Yes, it does. I'm familiar with systems of that type and the problems Amazon experienced were "rookie" mistakes. Imagine a chemical plant or even worse, a nuclear plant that made design mistakes like that. Outcome would have been a little worse than some ones and zeros getting lost.
It sure seems like rookie mistakes, doesn't it. Their system is complex, and they faced problems along every step of the way. It seems like the biggest mistake here is not actually testing procedures.
eh? It seemed like they did do test.. they just never had a failure like this in the past. Not saying there isn't room for improvement,
The blurb that @Pete-S shared doesn't say much about their testing procedures, so you could well be right. I've definitely seem cascading failures like this before where it just seems like all of the 'safeties' that you had in place would fail until things finally shut down.

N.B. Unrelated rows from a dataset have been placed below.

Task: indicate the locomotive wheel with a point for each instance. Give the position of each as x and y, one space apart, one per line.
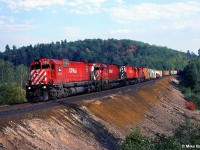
53 93
66 93
60 93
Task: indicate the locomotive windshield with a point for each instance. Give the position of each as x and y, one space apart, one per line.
36 66
45 66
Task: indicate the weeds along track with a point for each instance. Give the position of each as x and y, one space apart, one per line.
19 109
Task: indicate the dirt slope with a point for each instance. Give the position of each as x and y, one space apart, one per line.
101 123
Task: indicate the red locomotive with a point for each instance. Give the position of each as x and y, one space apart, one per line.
52 79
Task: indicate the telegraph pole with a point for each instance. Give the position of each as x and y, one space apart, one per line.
199 52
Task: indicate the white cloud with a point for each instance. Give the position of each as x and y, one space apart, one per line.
85 6
32 4
150 11
75 6
120 31
196 40
8 24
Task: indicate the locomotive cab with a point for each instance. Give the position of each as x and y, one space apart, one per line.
40 78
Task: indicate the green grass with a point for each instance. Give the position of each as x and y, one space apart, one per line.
11 94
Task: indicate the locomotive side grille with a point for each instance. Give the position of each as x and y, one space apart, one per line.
37 76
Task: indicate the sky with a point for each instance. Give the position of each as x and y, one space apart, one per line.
171 23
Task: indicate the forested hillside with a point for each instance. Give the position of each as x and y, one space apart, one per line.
190 84
121 52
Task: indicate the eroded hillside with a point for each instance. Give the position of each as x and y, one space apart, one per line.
100 123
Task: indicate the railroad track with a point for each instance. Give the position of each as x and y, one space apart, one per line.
20 109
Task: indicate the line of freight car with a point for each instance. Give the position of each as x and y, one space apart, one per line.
51 78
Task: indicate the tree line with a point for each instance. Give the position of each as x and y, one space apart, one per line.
12 82
112 51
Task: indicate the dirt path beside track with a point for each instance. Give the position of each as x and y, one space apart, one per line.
100 123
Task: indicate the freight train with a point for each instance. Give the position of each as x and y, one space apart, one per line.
54 79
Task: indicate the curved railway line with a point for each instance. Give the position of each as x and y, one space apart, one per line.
20 109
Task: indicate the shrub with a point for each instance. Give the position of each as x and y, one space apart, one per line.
136 141
11 94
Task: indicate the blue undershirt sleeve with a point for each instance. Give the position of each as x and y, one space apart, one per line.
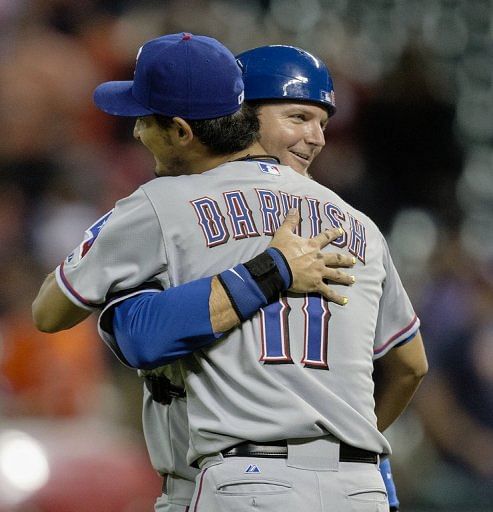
152 329
386 472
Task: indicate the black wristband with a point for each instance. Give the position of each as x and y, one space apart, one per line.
266 274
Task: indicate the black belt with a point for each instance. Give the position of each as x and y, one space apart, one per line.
162 390
279 450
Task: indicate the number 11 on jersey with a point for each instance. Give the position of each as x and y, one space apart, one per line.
275 333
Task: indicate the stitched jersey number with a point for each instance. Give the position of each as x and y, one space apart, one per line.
275 331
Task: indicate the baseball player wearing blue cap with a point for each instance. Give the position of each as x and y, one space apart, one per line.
212 230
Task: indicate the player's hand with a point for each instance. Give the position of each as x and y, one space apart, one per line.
312 268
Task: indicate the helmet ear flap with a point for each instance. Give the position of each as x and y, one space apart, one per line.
279 72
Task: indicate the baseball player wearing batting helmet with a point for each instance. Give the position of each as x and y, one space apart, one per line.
293 450
293 92
52 313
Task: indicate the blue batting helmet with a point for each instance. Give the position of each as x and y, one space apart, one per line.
286 72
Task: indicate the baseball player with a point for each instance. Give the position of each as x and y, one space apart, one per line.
48 307
207 206
288 128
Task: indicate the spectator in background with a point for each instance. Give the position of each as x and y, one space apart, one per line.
408 142
455 404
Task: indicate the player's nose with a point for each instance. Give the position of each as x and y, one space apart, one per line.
315 135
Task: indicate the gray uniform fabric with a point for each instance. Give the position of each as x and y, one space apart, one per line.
298 369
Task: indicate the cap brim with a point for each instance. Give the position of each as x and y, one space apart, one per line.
116 98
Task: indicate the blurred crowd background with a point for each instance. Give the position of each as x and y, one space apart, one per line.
411 145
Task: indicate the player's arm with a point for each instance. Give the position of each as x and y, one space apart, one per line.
53 311
397 377
153 329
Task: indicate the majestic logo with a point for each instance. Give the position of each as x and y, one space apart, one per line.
252 468
269 168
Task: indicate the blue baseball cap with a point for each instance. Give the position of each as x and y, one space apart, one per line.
184 75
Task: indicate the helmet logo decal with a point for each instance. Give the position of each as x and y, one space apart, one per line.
294 81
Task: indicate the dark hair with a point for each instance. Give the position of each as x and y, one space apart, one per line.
223 135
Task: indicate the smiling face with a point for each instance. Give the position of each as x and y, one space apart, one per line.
293 132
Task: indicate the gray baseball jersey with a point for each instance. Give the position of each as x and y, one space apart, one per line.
299 368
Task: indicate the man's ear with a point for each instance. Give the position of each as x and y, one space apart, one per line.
181 132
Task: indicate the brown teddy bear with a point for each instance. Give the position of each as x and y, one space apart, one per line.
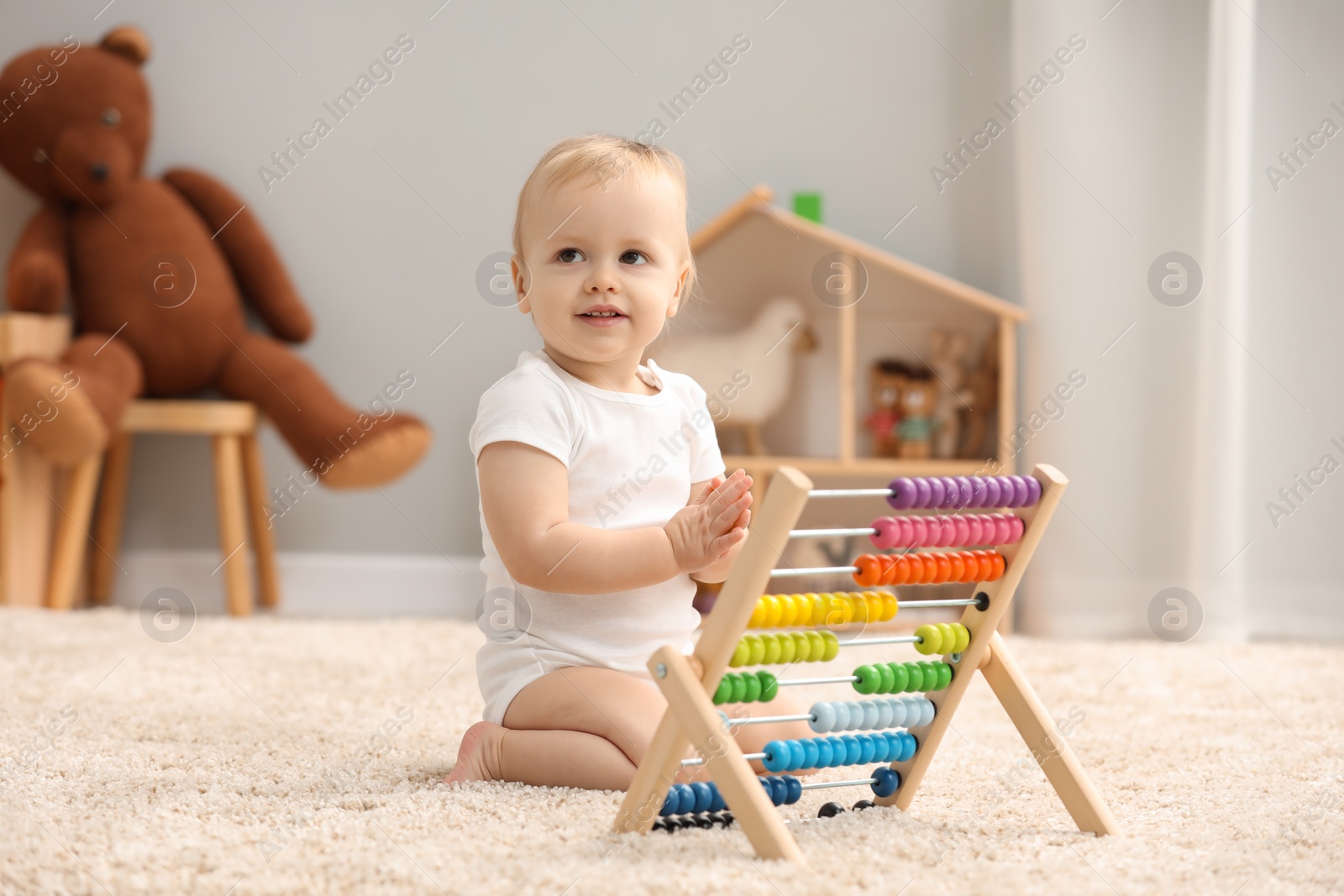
159 270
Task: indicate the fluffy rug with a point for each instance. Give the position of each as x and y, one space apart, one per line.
295 757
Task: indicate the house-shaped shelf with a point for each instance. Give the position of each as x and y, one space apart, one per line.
754 251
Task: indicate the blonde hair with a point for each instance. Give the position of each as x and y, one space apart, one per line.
602 159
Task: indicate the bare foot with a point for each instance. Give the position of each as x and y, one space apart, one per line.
479 757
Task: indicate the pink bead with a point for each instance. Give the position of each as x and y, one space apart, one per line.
887 532
907 532
920 531
961 535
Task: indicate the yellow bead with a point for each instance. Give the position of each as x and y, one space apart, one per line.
759 614
932 638
963 637
772 616
889 606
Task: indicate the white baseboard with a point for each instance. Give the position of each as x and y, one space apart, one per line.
318 584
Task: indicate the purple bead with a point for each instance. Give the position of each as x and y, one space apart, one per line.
902 493
936 492
951 493
1032 490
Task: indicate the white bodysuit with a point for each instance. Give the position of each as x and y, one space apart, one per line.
631 461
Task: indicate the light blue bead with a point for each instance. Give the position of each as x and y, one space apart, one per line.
703 795
823 718
810 754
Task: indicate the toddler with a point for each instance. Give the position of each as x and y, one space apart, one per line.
601 481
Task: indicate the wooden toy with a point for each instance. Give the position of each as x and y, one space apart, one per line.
906 731
917 422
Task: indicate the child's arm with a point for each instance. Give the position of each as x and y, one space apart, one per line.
719 570
524 497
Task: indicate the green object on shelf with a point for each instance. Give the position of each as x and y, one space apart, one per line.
808 206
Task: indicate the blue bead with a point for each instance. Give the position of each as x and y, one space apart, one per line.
703 795
810 754
671 801
885 781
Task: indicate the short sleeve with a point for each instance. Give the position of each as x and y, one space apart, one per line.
710 463
526 407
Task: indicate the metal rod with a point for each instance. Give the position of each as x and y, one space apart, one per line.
823 533
761 720
749 757
781 574
839 783
837 680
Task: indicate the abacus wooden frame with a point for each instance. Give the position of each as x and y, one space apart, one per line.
689 681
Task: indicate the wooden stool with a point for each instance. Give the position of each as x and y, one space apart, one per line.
239 483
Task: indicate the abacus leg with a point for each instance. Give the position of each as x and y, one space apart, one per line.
1035 726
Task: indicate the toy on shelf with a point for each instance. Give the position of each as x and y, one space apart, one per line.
886 379
947 359
981 394
900 734
741 369
917 422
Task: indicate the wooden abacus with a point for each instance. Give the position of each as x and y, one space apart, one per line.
694 684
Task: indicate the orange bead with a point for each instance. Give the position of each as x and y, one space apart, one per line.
942 571
889 567
958 560
870 570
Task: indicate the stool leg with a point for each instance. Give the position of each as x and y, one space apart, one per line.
73 533
264 537
112 511
233 530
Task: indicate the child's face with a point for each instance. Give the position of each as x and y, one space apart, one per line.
622 248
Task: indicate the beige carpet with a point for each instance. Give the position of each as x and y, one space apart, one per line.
213 766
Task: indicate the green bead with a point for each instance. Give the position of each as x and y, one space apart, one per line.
757 649
817 644
739 687
916 676
723 691
944 676
832 647
772 649
900 678
869 680
887 678
801 647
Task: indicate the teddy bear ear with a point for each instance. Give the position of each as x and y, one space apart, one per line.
128 42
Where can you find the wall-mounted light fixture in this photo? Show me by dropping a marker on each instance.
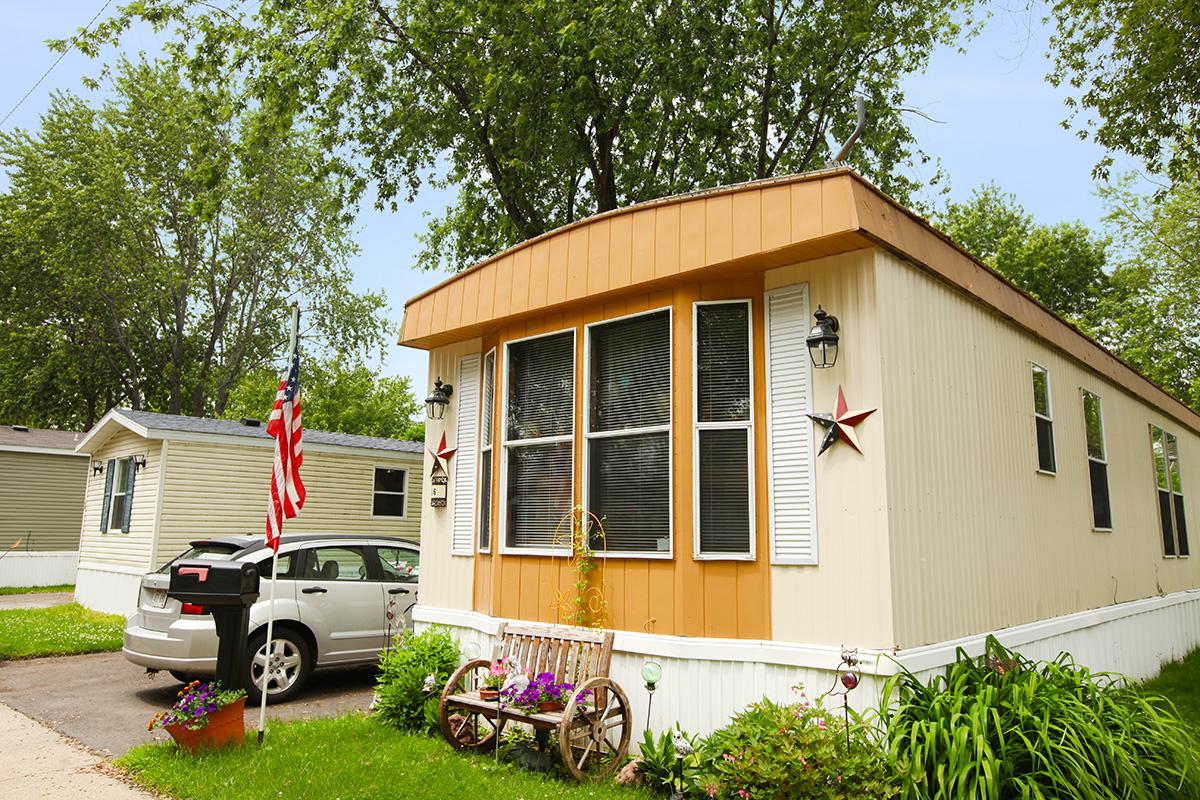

That's the inherent problem with hyper-scale systems. There is no way to fully test resilience. None. Nada. Zippo. Zilch.
It's all fly by the seat of the pants theory until the sh#t statement above happens.
There is a way to full test resiliency at Hyper-Scale. But to @Pete-S 's comment about money, there's a cost to doing that kind of planning and testing and improving, and retesting. A company with a goal of purely to make as much money as humanly possible is probably not going to put enough money into a FULL resiliency test, but it can be done...
-
@Dashrender said in AWS Catastrophic Data Loss:
What I'm saying is that that is USELESS to end users/corporate customers...
I've been arguing that for years.
because the chances that MS's DC is going to blow up is extremely small
And yet, it is what this thread is about ... exactly that happening.
-
@BRRABill said in AWS Catastrophic Data Loss:
because the chances that MS's DC is going to blow up is extremely small
And yet, it is what this thread is about ... exactly that happening.
Except that it's Amazon, not MS.
-
@Dashrender said in AWS Catastrophic Data Loss:
@BRRABill said in AWS Catastrophic Data Loss:
because the chances that MS's DC is going to blow up is extremely small
And yet, it is what this thread is about ... exactly that happening.
Except that it's Amazon, not MS.
Same difference, though. Think about the number of issues that some folks have with Microsoft.